Legs and feet: A layer of regular long johns will usually do the trick under a pair of track pants. If it’s very cold, fleece pants may be your best bet. For socks I’ve been wearing my trusty cross-country ski socks that come up to my calves. They are snug and do not cut off the circulation in any way. This is something to look out for in socks: not too tight, and long enough to cover the calf.
Head and hands: If there’s any one essential item that you need to stay warm, it is a balaclava. We lose so much heat from our heads and a balaclava will keep your forehead warm and save your ears from cold air which can cause the nastiest (trust me on this one) ear infections ever. This is just essential gear which will protect you from the coldest cold and the windiest wind making cold weather workouts not just bearable, but enjoyable too. You can usually find them for under 20$. For hands, don’t overthink it. Get some comfortable gloves that your hands are happy in.
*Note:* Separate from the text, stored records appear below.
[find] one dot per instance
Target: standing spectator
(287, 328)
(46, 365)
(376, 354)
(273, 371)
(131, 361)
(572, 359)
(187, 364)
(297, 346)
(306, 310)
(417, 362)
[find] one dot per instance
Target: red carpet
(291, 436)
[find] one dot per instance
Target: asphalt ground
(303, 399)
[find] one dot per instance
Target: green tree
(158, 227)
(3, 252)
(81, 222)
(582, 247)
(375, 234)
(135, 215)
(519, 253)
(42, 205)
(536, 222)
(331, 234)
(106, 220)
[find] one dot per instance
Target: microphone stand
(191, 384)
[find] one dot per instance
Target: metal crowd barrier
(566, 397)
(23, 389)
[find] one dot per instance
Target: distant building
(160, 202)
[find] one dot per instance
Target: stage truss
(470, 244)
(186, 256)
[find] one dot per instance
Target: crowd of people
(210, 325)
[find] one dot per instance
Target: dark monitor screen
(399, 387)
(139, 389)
Can’t Handle the Cold? Exercise Indoors
Of course, exercising in the cold is not for everyone. You can sometimes use the cold to your advantage but if that’s really not an option for you, then it’s time to bring it indoors. It’s important to always see an alternative and not to give in to excuses or compromise when it comes to your overall health and keeping fit. The answer to “cold aversion” of course is to exercise at home or join a gym. There is so much competition in the gym/fitness class industry these days that if you’re in a metropolitan center, then you can usually find gym that is offering a no frills membership for around 100$ a year. This is all you need if you just need a place to go to run on a treadmill, ride an exercise bike or simply need a place to stretch on a gym mat in a positive environment. In fact, just getting out of the house and going to the gym can be a huge boost to your morale even if you stay for less than an hour.
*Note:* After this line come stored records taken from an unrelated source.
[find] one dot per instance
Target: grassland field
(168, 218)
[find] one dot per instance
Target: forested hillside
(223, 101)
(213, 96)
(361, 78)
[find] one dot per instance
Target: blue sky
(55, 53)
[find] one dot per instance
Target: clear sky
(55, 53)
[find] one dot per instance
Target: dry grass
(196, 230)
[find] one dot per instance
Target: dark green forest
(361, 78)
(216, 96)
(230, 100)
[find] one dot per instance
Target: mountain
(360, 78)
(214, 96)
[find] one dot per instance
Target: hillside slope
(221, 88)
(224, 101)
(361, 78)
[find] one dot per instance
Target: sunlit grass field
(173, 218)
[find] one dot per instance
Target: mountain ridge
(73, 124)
An other alternative is to exercise at home. There are many, many ways to do this even if you don’t have the space for a home gym. Everyone should have a set of free weights or at the very least a pair of dumbells which don’t require much room at all. If you don’t like weights, you can also follow a HIIT workout or any of the thousands of yoga classes on YouTube which is something that we talk about quite a bit on this website. Anyone can crank out a class in less than 15 minutes and will get the added benefit of being able to vary your cardio, strength and core work at the swipe of a finger.
Feed Yourself: Food is Your Fuel
There are a lot of fad diets around and while some of them do show promising results when it comes to losing weight, they often walk a fine line when it comes to omitting certain items which we need for keep our energy levels up. If you are getting yourself outside in the winter to exercise, then you will need carbs regardless of what your no-carb diet tells you. Your body has an engine and it needs fuel, which it will burn rapidly in the cold. We’re not saying to go ahead and eat a pizza before hitting the frozen jogging trail, but consider that you need the fuel and the carbs to build heat and to stay warm. Think about oatmeal, energy bars or even some thick whole grain toast with honey prior to setting out for a run. And yes, bring a few energy bars with you in case you need a boost along the way.
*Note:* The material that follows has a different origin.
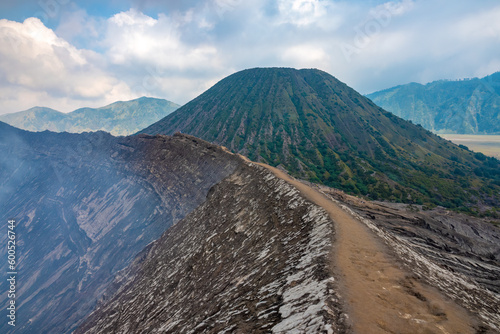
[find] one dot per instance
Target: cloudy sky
(68, 54)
It is completely possible to enjoy and succeed in working out during the winter months. You just need to be prepared: the right warm clothes, feed yourself properly and maintain a healthy perspective. Don’t push yourself if you don’t feel good as this can lead to injury. As well, cool down carefully if you generate a good sweat. Keep in mind that you may feel warm after an intense run but the cool air combined with your sweat can result in some nasty chills or at worst, a case of hypothermia. So play safe, stay fit, have fun!